盛岡タイムス Web News 2012年 7月 4日 (水)

       

■ 果てなき分裂に戸惑い 盛岡市民に聞く

     
  盛岡市大通3丁目の民主党県連事務所前を行く市民  
  盛岡市大通3丁目の民主党県連事務所前を行く市民
 
  小沢一郎代議士が民主党を離党したことについて3日、盛岡市内で道行く市民の声を聞いた。岩手を震源に政府与党が分裂し、地元1区の階猛代議士が小沢氏と別に民主党に残ったことに、戸惑いが広がった。1993年に自民党を割り、95年の新進党結党とその後の分裂、2003年の自由党と民主党の合併から9年でまた分裂。「剛腕」か「壊し屋」か、有権者の見方が分かれた。

  盛岡市で内職を営む小野寺永宜さん(73)は奥州市水沢区出身。小沢氏と幼なじみという。小野寺さんは「家が隣だからよく遊んでいた。小沢佐重喜の息子なのでわんぱくだった。お父さんが代議士だから、当然あのような道に進んだ」と懐かしみ、政治姿勢に共感した。

  「小沢一郎と幼なじみだから肩を持つのではないが、あのような立場になれば当然だ。古い人だけれども、これまでも肩を持ってきた」と話し、離党に賛成する。

  同市の無職の斎藤巌さん(75)は「今回の動きは少し無理があるのではないか。離党したところで、小さな党を結党してやっていけるのか心配。あれだけの理由で離党するのも、せっかく自分たちで作った党なのにもったいない」と話し、性急に感じていた。

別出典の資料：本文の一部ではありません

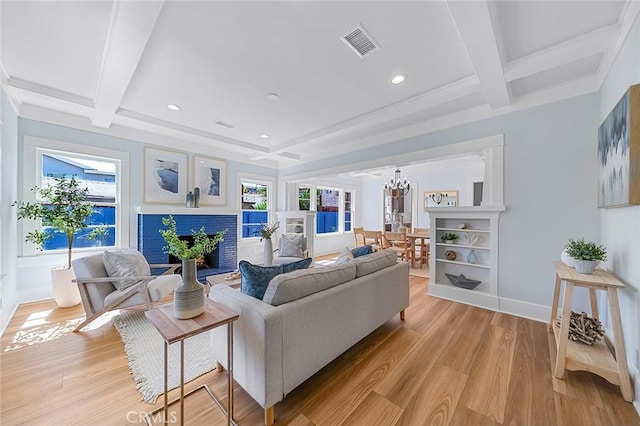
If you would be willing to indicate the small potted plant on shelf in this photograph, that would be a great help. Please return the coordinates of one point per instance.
(188, 299)
(266, 232)
(585, 255)
(449, 238)
(62, 207)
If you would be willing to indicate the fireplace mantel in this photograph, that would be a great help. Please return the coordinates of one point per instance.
(175, 210)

  同市の無職の金田一スミさん(60)は、「小沢さんの地元に対する愛情が少ないことは、震災のときの行動から感じた。もともと盛岡の人ではないこともある。自分が与党でやっているから可能なこともあったろうに。今度の動きには興味があるが、個人的には良かったと思う面もある」と話した。階氏らが民主党に残ったことについて「動かなかった人はしがらみがあるのだろう」とみていた。

  同市の会社員の下村正人さん(48)は離党に対して「自分は正しいと思う。消費税アップには反対だし、原発の再稼働にあんなにたくさんの人が反対しているのに、野田さんはなぜ動かそうとするのだろう」と評価した。階氏らに対しては「ちょっと予定外だったのでは。平野達男さんが動けなかったのは大臣だから分かるし、黄川田徹さんも分かるが、階さんはどうなのか」と話し、今後の動向に注目した。

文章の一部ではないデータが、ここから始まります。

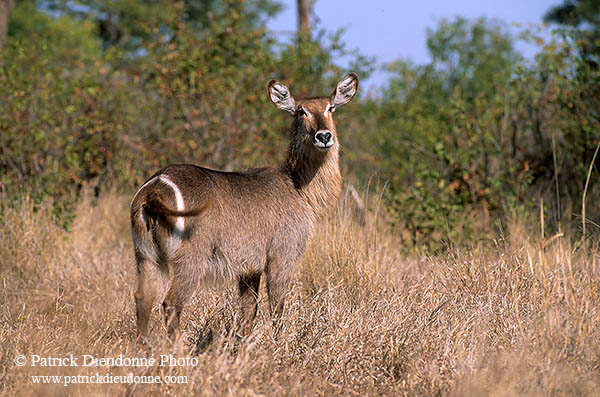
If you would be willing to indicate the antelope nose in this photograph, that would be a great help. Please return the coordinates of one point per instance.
(323, 137)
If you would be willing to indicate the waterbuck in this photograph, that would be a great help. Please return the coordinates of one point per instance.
(192, 224)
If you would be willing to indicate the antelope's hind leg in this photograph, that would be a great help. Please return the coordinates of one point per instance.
(183, 286)
(248, 287)
(149, 284)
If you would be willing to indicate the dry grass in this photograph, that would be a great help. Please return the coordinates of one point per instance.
(361, 319)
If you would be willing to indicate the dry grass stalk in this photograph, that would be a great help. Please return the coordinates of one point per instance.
(362, 319)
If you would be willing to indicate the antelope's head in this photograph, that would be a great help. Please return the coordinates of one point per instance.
(313, 125)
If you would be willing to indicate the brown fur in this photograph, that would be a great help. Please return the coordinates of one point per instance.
(237, 224)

  同市の鳥沢寿太郎さん(33)は「これで何かが変わってくれれば良いが、消費税増税に反対する小沢さんの動きは支持率に反映していないようだ。8割がた評価していないというから、求心力が落ちているのかと思う」と話した。

  同市の主婦の下田美保さん(35)は、「わたしは越してきたばかり。東京では選挙のたび、岩手の人は何で小沢さんをそんなに支持するのかと思っていた。東京では今度こそ当選しないと思っていても、当確が真っ先に出るので不思議だった。今度はよく考えて投票した方が良いと思う。民主党にも小沢さんのような人がいるし、自民党でも人による」と政治家としては評価せず、人物を見極めていた。